The U.S. Federal Reserve has just announced fresh hikes to take interest rates to the highest levels seen since the eve of the 2008 financial crash.
The Fed hiked its benchmark federal funds rate by a quarter of a percentage point on Wednesday.
The move marks the 10th in a series of hikes that began in March 2022.
The rate hike brings the Fed’s target rate within a range of 5% and 5.25%, with the Fed continuing its series of rate increases.
Most economists anticipated a quarter-point interest rate hike in an effort to bring inflation down.
However, many expect this will be the last rate increase in the series.
According to CNBC, markets were predicting on Wednesday morning an almost 100% odds that the Fed would hike rates by a quarter-point.

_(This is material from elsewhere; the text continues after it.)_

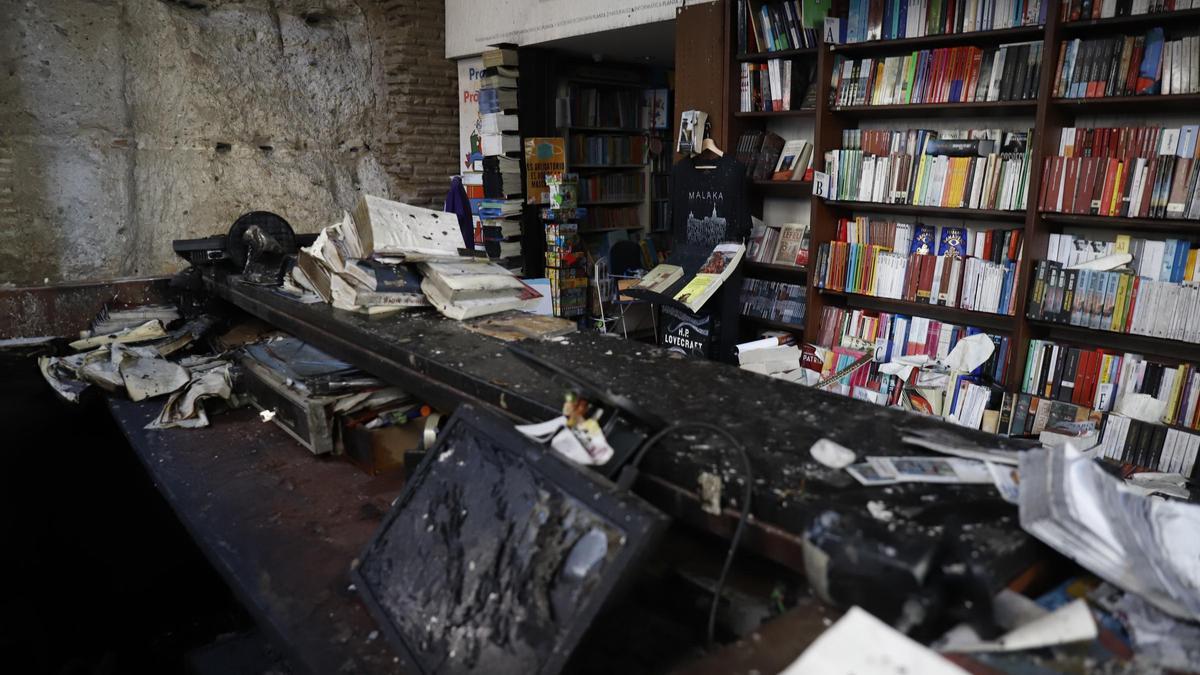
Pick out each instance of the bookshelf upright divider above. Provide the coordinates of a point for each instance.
(1050, 114)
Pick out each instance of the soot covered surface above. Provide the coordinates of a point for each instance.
(498, 555)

With the latest rate increase, the Fed funds rate is now at its highest level since 2007, prior to the 2008 financial crisis.
“What’s most important is how they convey the potential for a pause going forward,” Collin Martin, fixed income strategist at Charles Schwab, told CNBC.
“How do they do that while also probably leaving the door open a little bit?
“That will be a balancing act between suggesting a pause is in the cards but still is dependent on incoming data should inflation turn higher going forward.”
According to Bureau of Economic Analysis (BEA) data, the U.S. economy slowed more than expected to 1.1% in the first quarter of 2023.
Low GDP, high inflation, and rising interest rates added to concerns about the possibility of an upcoming recession, according to The Wall Street Journal.
Meanwhile, a former top Fed official has warned that banking crisis is far worse that most Americans realize.
As Slay News reported, former Federal Reserve Bank of Dallas President Robert Kaplan has warned that the situation is direr than commonly believed and he’s calling the central bank to pause its rate hiking cycle.
In an interview on Bloomberg TV, Kaplan says the Fed must give policymakers more time to address the risks.
He called for the central bank to deliver a so-called “hawkish pause” when it announces its decision on interest rate levels later on Wednesday.
“I’d prefer to do what’s called the hawkish pause, not raise but signal that we are in a tightening stance because I actually think the banking situation may well be more serious than we currently understand,” Kaplan said.